Law and Conversation

December 21, 2011

North Korea in recent literature

Filed under: Books and writing,graphic novels,interviews — Helen Gunnarsson @ 10:41 am
Tags: , , ,

With Kim Jong Il’s sudden death a few days ago, it seems like the right time to re-post this link to the North Korean Random Insult Generator, which I originally came across on Zimbabwean lawyer and writer Petina Gappah’s blog.

I wonder what sort of literature is being produced in North Korea these days. Though legal restrictions can,  ironically, actually foster the creativity of artists and writers–see the movies and comics created during the middle part of the 20th century in the US, for example–writers who publish works under totalitarian regimes sometimes of necessity obscure their messages so much that the reader has to work really, really hard. The Man Booker International Prize winner Ismail Kadare is one such writer. That’s certainly a high degree of creativity, and some readers love this challenge. Others can find it so frustrating as to render the works unenjoyable and even inaccessible.

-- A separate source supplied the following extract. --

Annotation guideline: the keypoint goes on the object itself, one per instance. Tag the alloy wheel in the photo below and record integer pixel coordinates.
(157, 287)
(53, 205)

I can’t claim to know much about North Korea, but, then again, I guess I’m in good company: even high-level government intelligence agencies didn’t find out about Kim’s death until the North Korean government chose to announce it. Two books about the country by western writers who visited there are Canadian artist Guy DeLisle’s “Pyongyang,” a graphic novel, and Los Angeles Times reporter Barbara Demick’s “Nothing to Envy: Ordinary Lives in North Korea.” You can listen to an interesting interview with Demick from the Sydney Writers’ Festival on The Book Show’s website.

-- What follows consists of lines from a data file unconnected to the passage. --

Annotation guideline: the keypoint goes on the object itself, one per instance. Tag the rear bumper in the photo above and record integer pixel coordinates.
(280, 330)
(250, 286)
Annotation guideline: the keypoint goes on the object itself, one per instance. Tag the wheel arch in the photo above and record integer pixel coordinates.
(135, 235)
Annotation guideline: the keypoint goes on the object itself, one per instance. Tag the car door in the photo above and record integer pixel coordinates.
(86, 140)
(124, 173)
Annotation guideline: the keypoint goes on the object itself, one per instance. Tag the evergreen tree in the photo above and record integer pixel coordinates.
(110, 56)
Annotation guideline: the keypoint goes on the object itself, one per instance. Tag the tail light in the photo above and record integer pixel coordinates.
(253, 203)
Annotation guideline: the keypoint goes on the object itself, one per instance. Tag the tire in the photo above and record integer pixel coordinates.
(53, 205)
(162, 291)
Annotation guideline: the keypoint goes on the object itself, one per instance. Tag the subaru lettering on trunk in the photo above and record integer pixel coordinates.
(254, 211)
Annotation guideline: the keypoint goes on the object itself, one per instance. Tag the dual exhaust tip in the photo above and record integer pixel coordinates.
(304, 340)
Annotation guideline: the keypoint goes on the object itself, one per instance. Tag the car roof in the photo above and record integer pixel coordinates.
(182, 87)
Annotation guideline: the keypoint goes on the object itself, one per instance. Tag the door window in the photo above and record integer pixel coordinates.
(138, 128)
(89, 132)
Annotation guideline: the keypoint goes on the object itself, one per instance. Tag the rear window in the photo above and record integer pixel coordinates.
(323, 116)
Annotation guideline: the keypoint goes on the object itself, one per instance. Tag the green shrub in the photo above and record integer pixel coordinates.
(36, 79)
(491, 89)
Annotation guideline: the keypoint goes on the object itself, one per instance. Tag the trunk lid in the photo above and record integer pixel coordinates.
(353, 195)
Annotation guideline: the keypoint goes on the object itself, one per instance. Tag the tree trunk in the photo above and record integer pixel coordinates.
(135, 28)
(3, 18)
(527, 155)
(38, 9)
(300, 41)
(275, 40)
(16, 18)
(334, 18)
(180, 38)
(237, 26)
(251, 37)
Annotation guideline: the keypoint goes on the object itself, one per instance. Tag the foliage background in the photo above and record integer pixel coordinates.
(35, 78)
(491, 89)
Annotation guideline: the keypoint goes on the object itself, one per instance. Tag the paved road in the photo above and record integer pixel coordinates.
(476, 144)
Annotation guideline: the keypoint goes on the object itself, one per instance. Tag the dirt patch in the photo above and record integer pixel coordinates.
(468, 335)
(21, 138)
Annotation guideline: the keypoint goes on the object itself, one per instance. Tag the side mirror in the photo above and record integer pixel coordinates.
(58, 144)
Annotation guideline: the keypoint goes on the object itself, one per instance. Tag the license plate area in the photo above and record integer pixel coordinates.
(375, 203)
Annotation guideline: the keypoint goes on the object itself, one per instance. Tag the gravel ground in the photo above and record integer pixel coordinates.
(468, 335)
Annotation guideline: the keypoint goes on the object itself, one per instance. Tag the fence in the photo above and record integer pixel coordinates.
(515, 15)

And speaking of The Book Show, one of my very favorite podcasts for several years, I must say how disappointed I was to read of the departure of its marvelous host, Ramona Koval and of its evident impending demise. Not that the opinion of one US listener will matter to the Australian Powers That Be, but this seems to me a case of fixing something that wasn’t broken.

As the end of 2011 approaches, what are you reading?